Learn about CVE-2022-41890, a vulnerability in TensorFlow that leads to a `CHECK` fail in `BCast` overflow. Find out the impact, affected versions, and mitigation steps.
A vulnerability has been identified in TensorFlow, an open-source platform for machine learning, that allows for a
CHECK
fail in BCast
overflow. This vulnerability can lead to a crash when input larger than an int32
is provided to BCast::ToShape
, despite it being designed to handle up to an int64
.
Understanding CVE-2022-41890
This section will cover the details of the CVE-2022-41890 vulnerability in TensorFlow.
What is CVE-2022-41890?
The vulnerability in TensorFlow arises from an overflow in the
BCast::ToShape
function, causing a crash when input exceeding int32
is supplied, contrary to the expected behavior.

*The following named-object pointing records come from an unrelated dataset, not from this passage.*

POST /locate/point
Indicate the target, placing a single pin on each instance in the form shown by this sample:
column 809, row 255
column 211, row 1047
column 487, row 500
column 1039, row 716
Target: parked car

The Impact of CVE-2022-41890
The impact of this vulnerability is that it can lead to a denial of service condition, affecting the availability of the TensorFlow platform for machine learning applications.
Technical Details of CVE-2022-41890
Let's delve into the technical aspects of the CVE-2022-41890 vulnerability in TensorFlow.
Vulnerability Description
The vulnerability originates from the
BCast::ToShape
component in TensorFlow, where input larger than an int32
results in a system crash, despite the intended support for up to an int64
.
Affected Systems and Versions
The versions affected by this vulnerability include TensorFlow versions 2.10.0 to 2.10.1, versions 2.9.0 to 2.9.3, and all versions below 2.8.4.
Exploitation Mechanism
The exploit involves passing large input to the
b
input in tf.experimental.numpy.outer
, triggering the overflow in BCast::ToShape
and leading to a crash.
Mitigation and Prevention
Understanding how to mitigate and prevent the CVE-2022-41890 vulnerability in TensorFlow is crucial.
Immediate Steps to Take
It is recommended to update TensorFlow to versions 2.10.1, 2.9.3, or apply the patch provided in GitHub commit 8310bf8dd188ff780e7fc53245058215a05bdbe5.
Long-Term Security Practices
Implement secure coding practices and regularly update TensorFlow to the latest versions to avoid exposure to known vulnerabilities.
Patching and Updates
Ensure that the fix included in TensorFlow 2.11 is applied, and if using versions 2.10.0, 2.9.0, or 2.8.4, cherrypick the commit from GitHub to address the vulnerability.